With 50 years of constant evolution and innovation, Lockheed Martin has a trusted history of producing, integrating, and delivering radars and combat systems. Lockheed Martin and the Aegis Combat System continue to keep pace with evolving integrated air and missile threats, introducing new capabilities to create the latest generation of advanced solid state technologies, integrated with the Aegis system, to provide world-class defense and ensure future safety and security.
The Aegis Combat System is an American integrated naval weapons system developed by the Missile and Surface Radar Division of RCA, and now produced by Lockheed Martin. It uses powerful computer and radar technology to track and guide weapons to destroy enemy targets. Initially used by the United States Navy, Aegis is now used also by the Japan Maritime Self-Defense Force, Spanish Navy, Royal Norwegian Navy, Republic of Korea Navy and Royal Australian Navy. Over 100 Aegis-equipped ships have been deployed. It is also part of NATO’s European missile defence system.
The US Navy decided to develop a program to defend ships from anti-ship missile threats.

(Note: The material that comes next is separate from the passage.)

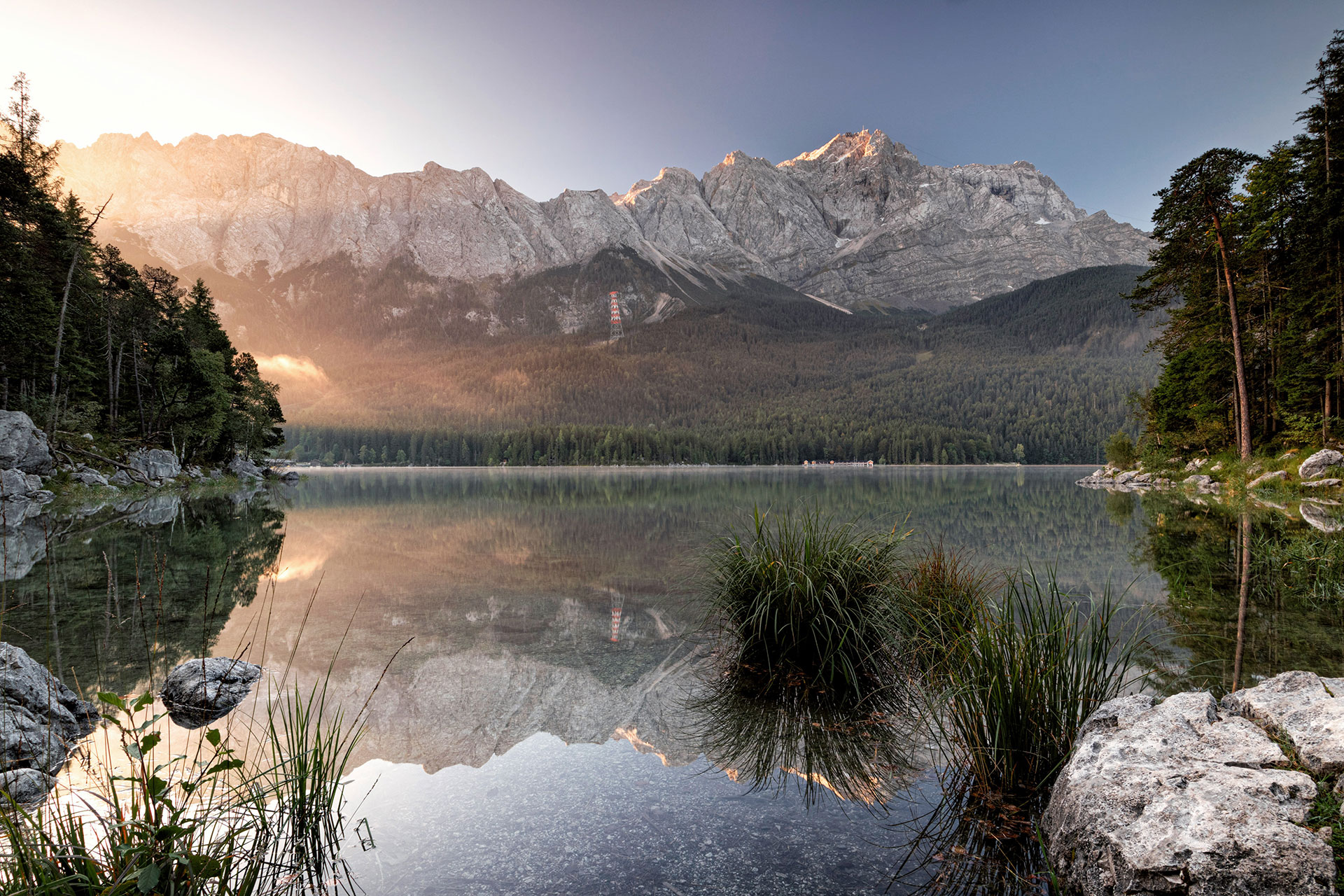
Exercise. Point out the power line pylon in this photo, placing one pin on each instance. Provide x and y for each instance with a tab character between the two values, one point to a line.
617	331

An Advanced Surface Missile System (ASMS) was promulgated and an engineering development program was initiated in 1964 to meet the requirements. ASMS was renamed “Aegis” in December 1969 after the aegis, the shield of the Greek god Zeus. The name was suggested by Captain L. J. Stecher, a former Tartar Weapon System manager, after an internal U.S. Navy contest to name the ASMS program was initiated. The main manufacturer of the Aegis Combat System, Lockheed Martin, makes no mention of the name Aegis being an acronym, nor does the U.S. Navy.
The first Engineering Development Model (EDM-1) was installed in a test ship, USS Norton Sound, in 1973. The first cruiser of this class was USS Ticonderoga, which used two twin-armed Mark-26 missile launchers, fore and aft. The commissioning of the sixth ship of the class, USS Bunker Hill opened a new era in surface warfare as the first Aegis ship outfitted with the Martin Marietta Mark-41 Vertical Launching System (VLS), allowing a wider missile selection, more firepower, and survivability. The improved AN/SPY-1B radar went to sea in USS Princeton, ushering in another advance in Aegis capabilities. USS Chosin introduced the AN/UYK-43/44 computers, which provide increased processing capabilities.